The chief U.N. weapons inspector Hans Blix says the threat of "serious consequences" for Iraq's failure to cooperate with inspectors would make the U.N. job easier. Mr. Blix and Mohamed ElBaradei, the head of the International Atomic Energy Agency, expressed their views in a meeting with the Security Council Monday, as the U.N. body began critical negotiations on a controversial U.S. draft resolution.
Mr. Blix declined to accept responsibility for war or peace in Iraq. He says his mission is to conduct inspections for banned weapons of mass destruction, and it is up to the Security Council to decide whether any failure by Baghdad would lead to military action.

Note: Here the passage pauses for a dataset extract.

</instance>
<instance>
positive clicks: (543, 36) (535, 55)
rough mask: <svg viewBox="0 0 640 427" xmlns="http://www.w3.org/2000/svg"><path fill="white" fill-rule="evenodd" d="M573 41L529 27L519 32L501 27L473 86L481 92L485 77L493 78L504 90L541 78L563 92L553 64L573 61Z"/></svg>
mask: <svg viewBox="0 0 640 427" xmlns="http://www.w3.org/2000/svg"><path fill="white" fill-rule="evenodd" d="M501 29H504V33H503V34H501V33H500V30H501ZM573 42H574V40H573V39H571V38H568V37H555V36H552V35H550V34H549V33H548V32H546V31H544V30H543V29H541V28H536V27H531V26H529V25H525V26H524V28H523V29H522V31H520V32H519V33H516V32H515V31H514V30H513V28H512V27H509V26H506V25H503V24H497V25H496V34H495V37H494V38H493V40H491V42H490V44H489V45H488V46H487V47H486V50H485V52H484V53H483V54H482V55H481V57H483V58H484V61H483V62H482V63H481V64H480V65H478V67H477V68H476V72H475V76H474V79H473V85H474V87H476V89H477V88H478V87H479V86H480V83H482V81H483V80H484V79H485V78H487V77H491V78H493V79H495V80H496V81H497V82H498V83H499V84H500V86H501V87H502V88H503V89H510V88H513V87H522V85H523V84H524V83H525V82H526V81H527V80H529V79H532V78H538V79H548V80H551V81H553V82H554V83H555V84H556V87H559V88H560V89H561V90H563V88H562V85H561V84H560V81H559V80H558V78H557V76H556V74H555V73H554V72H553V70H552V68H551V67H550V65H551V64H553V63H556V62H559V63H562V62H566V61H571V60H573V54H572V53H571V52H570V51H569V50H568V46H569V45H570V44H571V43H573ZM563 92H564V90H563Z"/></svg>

"Our job is to report and the decision whether there is war or peace, or reaction, that is for the Council and its members," he said.
However, the chief U.N. arms inspector says it would strengthen his mission if Iraq were to realize from the outset that serious consequences would follow a lack of cooperation.
"I think it helps us if Iraq is conscious that non-cooperation will entail reactions by the Council," he said.
Mr. Blix has delayed sending the inspectors back into Iraq, after an absence of almost four years, while the Security Council discusses adopting tougher guidelines for his mission. Mr. Blix would like a unified stand out of the Council. He believes any perception in Baghdad of division would weaken the hand of his inspectors, as they seek unfettered access to all suspected sites.
But time seems to be running out for the Security Council to find some sort of compromise on a new resolution. Six weeks of negotiations between the United States and key Council members Russia, China and France, have failed to break a deadlock over the U.S. insistence on including a warning about possible military action if Iraq fails to cooperate. The Bush administration is pressing for a vote this week. White House spokesman Ari Fleischer says the Council has debated the issue long enough.
None of the opponents of the U.S. draft, which, among the key Council members, only Britain supports, has ruled out punitive action against Iraq. But they insist that it be considered only if the inspectors report serious problems.
Diplomats fear certain language in the U.S. resolution could trigger the automatic use of force, providing Washington with legal cover for a possible attack on its own.